Search code examples
rtm

Retaining unique identifiers (e.g., record id) when using tm functions - doesn't work with lot's of data?


I am working with unstructured text (Facebook) data, and am pre-processing it (e.g., stripping punctuation, removing stop words, stemming). I need to retain the record (i.e., Facebook post) ids while pre-processing. I have a solution that works on a subset of the data but fails with all the data (N = 127K posts). I have tried chunking the data, and that doesn't work either. I think it has something to do with me using a work-around, and relying on row names. For example, it appears to work with the first ~15K posts but when I keep subsetting, it fails. I realize my code is less than elegant so happy to learn better/completely different solutions - all I care about is keeping the IDs when I go to V Corpus and then back again. I'm new to the tm package and the readTabular function in particular. (Note: I ran the to lower and remove Words before making the VCorpus as I originally thought that was part of the issue).

Working code is below:

Sample data

fb = data.frame(RecordContent = c("I'm dating a celebrity! Skip to 2:02 if you, like me, don't care about the game.",
                                "Photo fails of this morning. Really Joe?", 
                                "This piece has been almost two years in the making.
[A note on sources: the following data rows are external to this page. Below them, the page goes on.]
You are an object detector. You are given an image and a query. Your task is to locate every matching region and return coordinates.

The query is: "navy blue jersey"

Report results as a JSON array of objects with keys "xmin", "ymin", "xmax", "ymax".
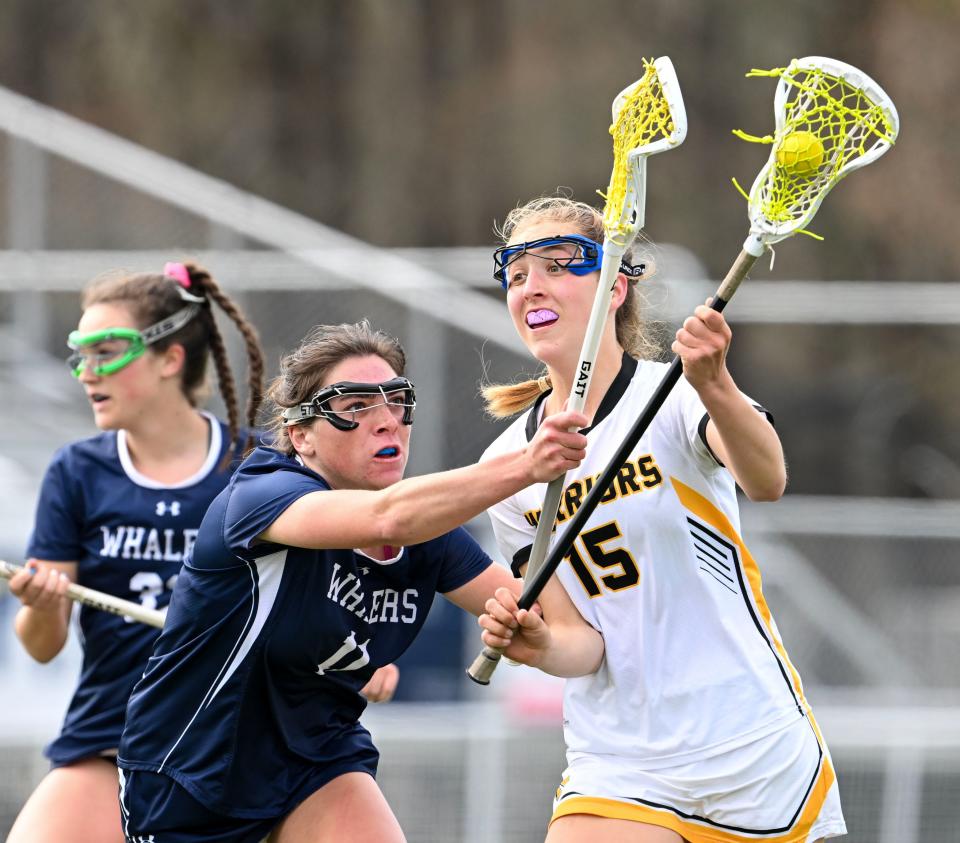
[
  {"xmin": 117, "ymin": 448, "xmax": 490, "ymax": 817},
  {"xmin": 27, "ymin": 414, "xmax": 244, "ymax": 765}
]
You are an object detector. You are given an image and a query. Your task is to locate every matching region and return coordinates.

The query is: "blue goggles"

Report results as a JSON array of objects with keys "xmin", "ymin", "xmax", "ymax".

Finally finished! I'm antsy for October to come around... >:)"),
                                FromRecordId = c(682245468452447, 737891849554475, 453178808037464),
                                stringsAsFactors = F)
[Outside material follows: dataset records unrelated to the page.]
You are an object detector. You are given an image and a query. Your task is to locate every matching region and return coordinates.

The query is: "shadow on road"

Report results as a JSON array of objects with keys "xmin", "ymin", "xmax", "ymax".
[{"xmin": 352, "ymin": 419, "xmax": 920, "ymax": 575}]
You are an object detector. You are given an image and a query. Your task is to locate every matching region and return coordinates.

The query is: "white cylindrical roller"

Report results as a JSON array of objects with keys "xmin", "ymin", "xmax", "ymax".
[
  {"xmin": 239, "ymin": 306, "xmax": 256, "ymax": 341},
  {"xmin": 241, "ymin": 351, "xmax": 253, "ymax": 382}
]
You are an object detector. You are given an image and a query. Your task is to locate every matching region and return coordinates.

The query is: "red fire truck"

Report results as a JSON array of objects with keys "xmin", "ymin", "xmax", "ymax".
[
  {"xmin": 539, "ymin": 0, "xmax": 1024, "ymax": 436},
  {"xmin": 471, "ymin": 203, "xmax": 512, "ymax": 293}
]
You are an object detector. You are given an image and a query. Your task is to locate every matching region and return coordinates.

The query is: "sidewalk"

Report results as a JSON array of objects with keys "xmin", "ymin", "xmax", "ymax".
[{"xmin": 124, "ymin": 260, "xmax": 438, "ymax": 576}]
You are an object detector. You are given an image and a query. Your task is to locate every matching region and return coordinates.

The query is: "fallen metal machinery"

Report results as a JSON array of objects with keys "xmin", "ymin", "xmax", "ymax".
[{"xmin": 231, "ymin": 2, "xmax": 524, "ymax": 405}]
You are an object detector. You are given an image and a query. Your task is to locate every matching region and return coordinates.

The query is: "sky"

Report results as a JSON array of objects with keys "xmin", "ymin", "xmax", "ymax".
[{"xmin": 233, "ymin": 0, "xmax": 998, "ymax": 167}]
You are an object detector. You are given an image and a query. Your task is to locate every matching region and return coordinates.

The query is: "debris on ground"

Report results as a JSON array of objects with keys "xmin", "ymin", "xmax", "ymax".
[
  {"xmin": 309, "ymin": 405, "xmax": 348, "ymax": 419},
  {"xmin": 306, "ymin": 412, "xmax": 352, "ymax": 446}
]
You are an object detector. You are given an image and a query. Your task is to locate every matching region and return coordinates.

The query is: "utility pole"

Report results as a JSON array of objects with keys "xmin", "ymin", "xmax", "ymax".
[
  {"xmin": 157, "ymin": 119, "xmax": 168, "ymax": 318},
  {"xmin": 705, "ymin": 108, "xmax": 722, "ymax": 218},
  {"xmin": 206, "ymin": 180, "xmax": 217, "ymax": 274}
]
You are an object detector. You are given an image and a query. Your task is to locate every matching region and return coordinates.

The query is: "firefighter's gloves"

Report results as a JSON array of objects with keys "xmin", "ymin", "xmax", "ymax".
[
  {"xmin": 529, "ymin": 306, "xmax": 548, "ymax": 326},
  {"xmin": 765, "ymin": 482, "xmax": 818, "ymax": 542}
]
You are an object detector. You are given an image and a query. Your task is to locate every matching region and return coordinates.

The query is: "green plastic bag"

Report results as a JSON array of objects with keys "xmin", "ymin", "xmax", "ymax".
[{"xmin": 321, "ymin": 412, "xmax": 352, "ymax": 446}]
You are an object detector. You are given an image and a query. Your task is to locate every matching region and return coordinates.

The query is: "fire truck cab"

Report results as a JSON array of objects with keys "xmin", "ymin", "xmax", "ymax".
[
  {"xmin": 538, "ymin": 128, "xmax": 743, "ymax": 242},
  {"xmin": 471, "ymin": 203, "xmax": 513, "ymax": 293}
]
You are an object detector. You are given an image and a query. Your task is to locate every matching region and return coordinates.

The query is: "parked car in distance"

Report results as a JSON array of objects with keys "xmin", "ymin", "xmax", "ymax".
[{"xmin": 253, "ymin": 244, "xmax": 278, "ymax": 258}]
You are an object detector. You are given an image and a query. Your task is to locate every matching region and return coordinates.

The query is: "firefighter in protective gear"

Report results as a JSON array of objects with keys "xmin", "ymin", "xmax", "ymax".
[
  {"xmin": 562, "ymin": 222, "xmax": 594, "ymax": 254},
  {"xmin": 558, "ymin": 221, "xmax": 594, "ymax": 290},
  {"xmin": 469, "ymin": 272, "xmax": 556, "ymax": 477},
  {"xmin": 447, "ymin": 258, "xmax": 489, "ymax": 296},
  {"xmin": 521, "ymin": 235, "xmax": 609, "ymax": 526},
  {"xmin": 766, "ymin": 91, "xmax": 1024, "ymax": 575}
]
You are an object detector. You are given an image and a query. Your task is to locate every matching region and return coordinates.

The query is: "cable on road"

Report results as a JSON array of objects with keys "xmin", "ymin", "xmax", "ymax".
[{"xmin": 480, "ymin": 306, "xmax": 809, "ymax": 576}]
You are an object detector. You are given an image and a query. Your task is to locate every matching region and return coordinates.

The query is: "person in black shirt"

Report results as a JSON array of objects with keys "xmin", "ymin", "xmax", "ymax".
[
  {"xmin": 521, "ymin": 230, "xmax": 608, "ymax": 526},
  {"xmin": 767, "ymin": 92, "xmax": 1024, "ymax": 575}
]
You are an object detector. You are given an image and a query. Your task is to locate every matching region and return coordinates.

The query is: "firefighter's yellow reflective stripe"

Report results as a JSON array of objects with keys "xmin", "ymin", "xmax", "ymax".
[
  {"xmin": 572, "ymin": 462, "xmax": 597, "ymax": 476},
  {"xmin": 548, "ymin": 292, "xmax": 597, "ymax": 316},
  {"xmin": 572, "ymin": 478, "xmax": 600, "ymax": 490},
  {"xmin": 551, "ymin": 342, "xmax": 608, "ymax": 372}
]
Remove punctuation & make lower case

fb$RC = tolower(gsub("[[:punct:]]", "", fb$RecordContent)) 
fb$RC2 = removeWords(fb$RC, stopwords("english"))
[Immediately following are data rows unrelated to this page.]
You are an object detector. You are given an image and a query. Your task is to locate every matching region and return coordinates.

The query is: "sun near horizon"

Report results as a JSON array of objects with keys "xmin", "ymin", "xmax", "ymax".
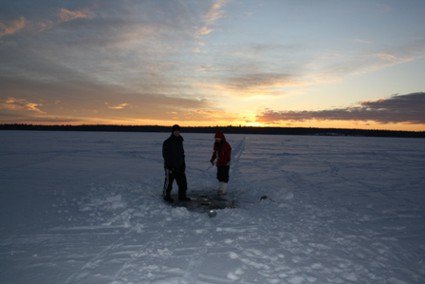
[{"xmin": 0, "ymin": 0, "xmax": 425, "ymax": 131}]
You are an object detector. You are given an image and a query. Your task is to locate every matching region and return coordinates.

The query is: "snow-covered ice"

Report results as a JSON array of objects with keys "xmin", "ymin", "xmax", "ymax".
[{"xmin": 0, "ymin": 131, "xmax": 425, "ymax": 284}]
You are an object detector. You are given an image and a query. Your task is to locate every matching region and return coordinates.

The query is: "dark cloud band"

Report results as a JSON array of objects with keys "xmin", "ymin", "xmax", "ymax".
[{"xmin": 257, "ymin": 92, "xmax": 425, "ymax": 124}]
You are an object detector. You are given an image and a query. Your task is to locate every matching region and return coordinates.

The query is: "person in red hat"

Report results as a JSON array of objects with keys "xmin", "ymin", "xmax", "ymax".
[{"xmin": 210, "ymin": 131, "xmax": 232, "ymax": 195}]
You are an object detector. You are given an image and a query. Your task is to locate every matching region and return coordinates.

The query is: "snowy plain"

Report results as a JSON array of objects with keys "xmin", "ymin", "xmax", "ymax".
[{"xmin": 0, "ymin": 131, "xmax": 425, "ymax": 284}]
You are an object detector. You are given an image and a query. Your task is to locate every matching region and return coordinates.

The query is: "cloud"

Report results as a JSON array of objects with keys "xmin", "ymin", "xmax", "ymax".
[
  {"xmin": 59, "ymin": 8, "xmax": 90, "ymax": 22},
  {"xmin": 197, "ymin": 0, "xmax": 229, "ymax": 37},
  {"xmin": 0, "ymin": 97, "xmax": 44, "ymax": 114},
  {"xmin": 257, "ymin": 92, "xmax": 425, "ymax": 124},
  {"xmin": 227, "ymin": 73, "xmax": 296, "ymax": 92},
  {"xmin": 0, "ymin": 17, "xmax": 27, "ymax": 38},
  {"xmin": 106, "ymin": 103, "xmax": 129, "ymax": 110}
]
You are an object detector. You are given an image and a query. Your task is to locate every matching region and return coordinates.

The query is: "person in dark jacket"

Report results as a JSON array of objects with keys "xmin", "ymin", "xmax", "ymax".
[
  {"xmin": 162, "ymin": 124, "xmax": 190, "ymax": 203},
  {"xmin": 210, "ymin": 131, "xmax": 232, "ymax": 195}
]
Step 1: Create special reader function to retain record IDs

myReader = readTabular(mapping=list(content="RC2", id="FromRecordId"))

Step 2: Make my corpus. Read in the data using DataframeSource and the custom reader function where each FB post is a "document"

corpus.test = VCorpus(DataframeSource(fb),      readerControl=list(reader=myReader))

Step 3: Clean and stem

 corpus.test2 = corpus.test %>% 
tm_map(removeNumbers) %>% 
tm_map(stripWhitespace) %>% 
tm_map(stemDocument, language = "english") %>% 
as.VCorpus()

Step 4: Make the corpus back into a character vector. The row names are now the IDs

fb2 = data.frame(unlist(sapply(corpus.test2, `[`, "content")), stringsAsFactors = F)

Step 5: Make new ID variable for later merge, name vars, and prep for merge back onto original dataset

fb2$ID = row.names(fb2)
fb2$RC.ID = gsub(".content", "", fb2$ID)
colnames(fb2)[1] = "RC.stem"
fb3 = select(fb2, RC.ID, RC.stem)
row.names(fb3) = NULL

Solution

  • I think the ids are being stored and retained by default, by the tm module. You can fetch them all (in a vectorized manner) with

    meta(corpus.test, "id")

    $`682245468452447`
    [1] "682245468452447"
    
    $`737891849554475`
    [1] "737891849554475"
    
    $`453178808037464`
    [1] "453178808037464"
    

    I'd recommend to read the documentation of the the tm::meta() function, but it's not very good.

    You can also add arbitrary metadata (as key-value pairs) to each collection item in the corpus, as well as collection-level metadata.